Strategy	Microenvironment modifier	Additional immunotherapy	Effect within tumor microenvironment	Effect on tumor size and mouse survival	Ref.
1. Chemotherapy	Cyclophosphamide	OX-40 agonist antibody	Treg depletion in tumor and enhanced effector T cell level, thus decreasing Treg/Teffector ratio.	Eradication of established tumors in 75% of mice bearing s.c B16-F10 tumors.	22
	Oxaliplatin	Inducible adenoviral 1L-12	Reduction in MDSC in tumor and increased CD8+/Treg and CD8+/MDSC cell ratios.	Rejection of tumors in > 80% of mice bearing intrahepatic MC38 tumors.	14
2. Radiotherapy	Local irradiation	Adoptive cell transfer (ACT) of tumor-specific CTL	MHCI expression enhanced within tumor and increased Ag presentation and recognition by effector T cells.	Eradication of established s.c.
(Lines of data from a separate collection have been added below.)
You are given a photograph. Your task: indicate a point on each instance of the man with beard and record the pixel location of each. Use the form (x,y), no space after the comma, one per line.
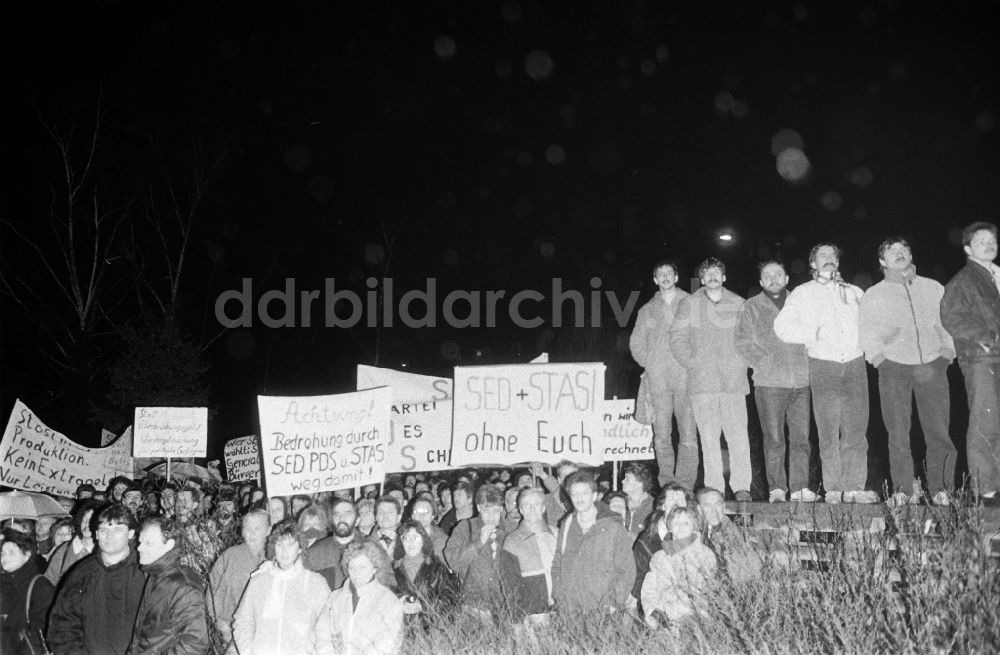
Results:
(232,571)
(824,316)
(970,311)
(324,556)
(902,337)
(702,340)
(172,616)
(781,387)
(96,605)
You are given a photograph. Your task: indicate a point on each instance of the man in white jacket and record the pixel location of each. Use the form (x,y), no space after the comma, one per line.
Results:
(824,316)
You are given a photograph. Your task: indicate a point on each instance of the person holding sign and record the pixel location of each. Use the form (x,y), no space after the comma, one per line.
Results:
(702,340)
(666,379)
(593,567)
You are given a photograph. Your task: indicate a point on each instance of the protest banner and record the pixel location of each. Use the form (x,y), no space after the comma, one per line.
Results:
(170,432)
(242,459)
(624,437)
(34,457)
(324,443)
(420,439)
(506,415)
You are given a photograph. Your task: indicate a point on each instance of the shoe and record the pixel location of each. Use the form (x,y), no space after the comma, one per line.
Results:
(805,495)
(861,497)
(898,499)
(942,499)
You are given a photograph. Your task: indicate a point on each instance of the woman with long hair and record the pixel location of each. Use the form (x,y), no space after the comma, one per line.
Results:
(282,601)
(363,616)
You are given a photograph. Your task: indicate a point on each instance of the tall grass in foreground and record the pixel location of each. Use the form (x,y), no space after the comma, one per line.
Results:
(899,591)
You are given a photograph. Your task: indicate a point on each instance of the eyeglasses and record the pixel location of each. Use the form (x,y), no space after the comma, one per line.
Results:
(108,529)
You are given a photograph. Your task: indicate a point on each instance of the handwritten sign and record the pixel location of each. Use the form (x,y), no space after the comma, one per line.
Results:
(242,459)
(624,437)
(34,457)
(421,418)
(528,412)
(170,431)
(324,443)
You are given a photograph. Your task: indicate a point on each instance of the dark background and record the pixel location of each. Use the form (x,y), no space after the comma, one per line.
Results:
(337,129)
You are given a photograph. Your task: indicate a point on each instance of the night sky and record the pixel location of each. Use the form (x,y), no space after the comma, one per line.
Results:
(498,145)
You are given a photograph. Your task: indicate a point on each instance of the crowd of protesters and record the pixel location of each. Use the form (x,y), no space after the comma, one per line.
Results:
(190,567)
(166,567)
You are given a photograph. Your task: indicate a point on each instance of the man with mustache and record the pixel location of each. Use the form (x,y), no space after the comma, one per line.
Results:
(824,315)
(902,336)
(970,311)
(702,339)
(324,556)
(781,387)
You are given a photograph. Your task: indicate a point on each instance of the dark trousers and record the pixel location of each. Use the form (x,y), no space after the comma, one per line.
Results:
(897,384)
(982,442)
(840,405)
(778,407)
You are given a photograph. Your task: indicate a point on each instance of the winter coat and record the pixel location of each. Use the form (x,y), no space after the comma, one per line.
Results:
(676,580)
(227,581)
(23,623)
(636,519)
(648,544)
(701,339)
(650,344)
(970,312)
(95,607)
(527,573)
(279,610)
(775,363)
(435,587)
(477,565)
(825,317)
(901,321)
(374,628)
(172,618)
(594,569)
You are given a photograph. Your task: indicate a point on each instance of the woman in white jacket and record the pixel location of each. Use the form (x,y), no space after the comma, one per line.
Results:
(678,574)
(282,601)
(363,617)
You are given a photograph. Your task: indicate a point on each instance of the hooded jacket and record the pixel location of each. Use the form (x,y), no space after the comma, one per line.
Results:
(172,616)
(701,339)
(476,564)
(594,569)
(17,624)
(95,607)
(650,342)
(970,312)
(901,321)
(774,362)
(676,579)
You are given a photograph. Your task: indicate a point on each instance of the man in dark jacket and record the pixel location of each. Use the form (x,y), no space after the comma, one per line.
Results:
(970,312)
(172,618)
(324,556)
(96,605)
(474,551)
(781,386)
(593,567)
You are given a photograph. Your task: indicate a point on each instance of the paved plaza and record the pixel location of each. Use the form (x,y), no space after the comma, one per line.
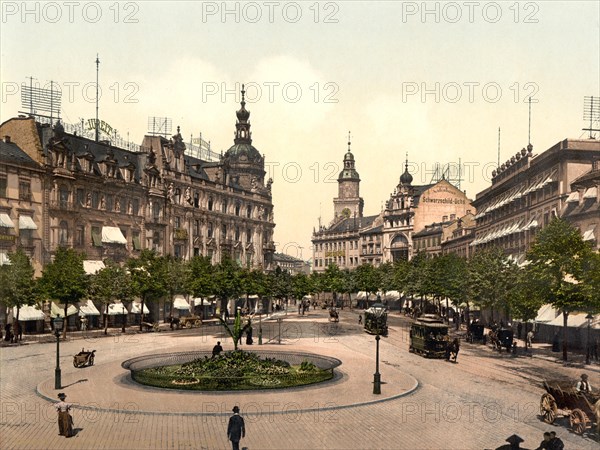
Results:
(425,404)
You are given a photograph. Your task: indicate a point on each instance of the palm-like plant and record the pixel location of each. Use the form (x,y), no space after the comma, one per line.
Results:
(237,331)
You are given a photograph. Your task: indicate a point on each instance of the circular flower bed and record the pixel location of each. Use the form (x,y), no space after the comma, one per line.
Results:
(237,370)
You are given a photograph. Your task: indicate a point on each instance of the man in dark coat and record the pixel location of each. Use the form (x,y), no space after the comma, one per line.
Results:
(236,429)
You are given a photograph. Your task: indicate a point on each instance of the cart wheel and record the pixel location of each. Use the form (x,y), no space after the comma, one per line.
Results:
(548,408)
(578,421)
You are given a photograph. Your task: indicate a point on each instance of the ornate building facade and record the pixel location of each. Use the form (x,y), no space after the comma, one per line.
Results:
(528,191)
(109,202)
MC38 tumors in 62% of mice.	51
	Fractionated local irradiation	Blocking CTLA-4 with antibody	Increased CD4+ and CD8+ TIL.	60% survival of mice bearing TSA breast cancer, and abscopal effect on distant tumors	35
	Local irradiation	Anti-CD137 with anti-CD40 or anti-PD-1	Only effector PD-1hiCD137+CD8+ T cells were tumor specific and these were enriched in tumor.	Rejection of > 80% s.c. 4T1.2 tumors with irradiation + anti-CD137 with anti-CD40. Rejection of all orthotopic AT-3 mammary tumors with irradiation + anti-CD137 + anti-PD-1.	36
3. Modifying tumor endothelium or stroma	Anti-VEGF	Lymphodepletion + ACT of tumor-specific CTL	Increased extravasation of adoptively transferred T cells into tumor.	Reduction in tumor growth and prolonged survival of mice bearing s.c. B16 tumors with 20% long-term survival.	40
	FAP+ cell ablation by diphtheria toxin (DTX)	Vaccinia-OVA immunization	60% reduction in tumor and stroma cells in 48 h.	s.c. Lewis lung carcinoma-OVA (LL2/OVA) eradicated.	44

Radiotherapy is also being used to synergize with immunotherapeutics in patients. For many years antibodies have been used to target radioisotopes to tumors, and localized modification to tumor microenvironments may well have contributed to some successes of this form of treatment. More recently, localized radiotherapy has been used in combination with immune modulators, and increases in tumor-specific T cell frequencies demonstrated, together with some partial tumor responses.-

Immunotherapy is a highly promising treatment option for cancer, and as our understanding of the tumor microenvironment increases, we can anticipate the development of enhanced therapies utilizing immune strategies. In particular, with our developing knowledge of how chemotherapeutic agents and radiation can be used to modify the immunosuppressive nature of tumors, the full potential of immunotherapy may be able to be liberated against malignant disease.